If anyone who has publicly condemned healthcare for transgender children, including those who argue against healthcare until the age of 24 (!) is on the panel, this panel will lack all credibility with families of transgender children. There would be no place for anti-vaccine voices on a review of vaccine safety – there would be no place for anti-climate change fringe voices on a review of climate change policy – there absolutely is no place for anyone who has spoken out against the rights and wellbeing of transgender children in a NHS panel reviewing this healthcare.

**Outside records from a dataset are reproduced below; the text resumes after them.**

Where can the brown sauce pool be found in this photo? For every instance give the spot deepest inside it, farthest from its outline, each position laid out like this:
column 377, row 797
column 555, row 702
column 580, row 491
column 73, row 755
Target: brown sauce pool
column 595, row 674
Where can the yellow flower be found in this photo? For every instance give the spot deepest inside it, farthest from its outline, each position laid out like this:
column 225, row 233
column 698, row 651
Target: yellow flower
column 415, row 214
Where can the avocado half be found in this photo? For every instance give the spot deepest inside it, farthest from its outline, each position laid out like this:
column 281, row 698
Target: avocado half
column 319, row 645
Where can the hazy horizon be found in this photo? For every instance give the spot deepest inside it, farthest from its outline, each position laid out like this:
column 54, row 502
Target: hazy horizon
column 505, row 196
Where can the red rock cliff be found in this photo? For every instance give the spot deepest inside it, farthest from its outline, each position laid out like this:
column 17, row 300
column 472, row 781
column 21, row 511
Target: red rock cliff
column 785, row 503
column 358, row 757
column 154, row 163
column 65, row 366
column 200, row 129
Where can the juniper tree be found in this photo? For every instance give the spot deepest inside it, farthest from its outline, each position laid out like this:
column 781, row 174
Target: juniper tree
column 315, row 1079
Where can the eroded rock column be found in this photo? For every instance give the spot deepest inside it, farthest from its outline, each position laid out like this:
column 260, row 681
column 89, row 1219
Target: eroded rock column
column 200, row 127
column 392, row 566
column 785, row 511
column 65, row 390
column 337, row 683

The biggest concern – There will likely not be one single paediatrician with experience supporting trans children on that NHS review panel. In other countries like Australia, trans youth healthcare is led by paediatricians. Here in the UK there is not one single paediatrician with this experience and specialism. Our NHS service is led by psychoanalysts who are not medically qualified. This is a huge knowledge gap for this NHS review panel. The panel absolutely has to have on it a paediatrician with experience in leading the care of transgender children. If there is not one such experienced and qualified paediatrician in the UK (which there is not), the panel needs to fill this knowledge gap by inviting experienced paediatricians from the US or Australia to join this panel. Someone like Michelle Tefler, the paediatrician in charge of the Australian trans youth healthcare system would be ideal.

And as we wait, families and transgender children are already being harmed by the UK NHS approach – by the media messaging about reviewing the evidence base on puberty blockers. Already children are experiencing additional trauma, scrutiny and disbelief from NHS health professionals like GPs, from school teachers, from social services, from family members, as a direct result of this inquiry. Direct harm due to the NHS’s chosen approach.

Again, I will compare this to the Australian RACP approach which stated today:
“the RACP notes that there are substantial dangers posed by some of the proposals that have been put forward during the recent public debate on this issue, such as holding a national inquiry into the issue. A national inquiry would not increase the scientific evidence available regarding gender dysphoria but would further harm vulnerable patients and their families through increased media and public attention”.

Why does the NHS continue to fail transgender children so badly, in so many different ways?

Why can’t we learn from the Australian healthcare system?

Who is speaking up for trans children’s rights and wellbeing within the decision making circles of the NHS?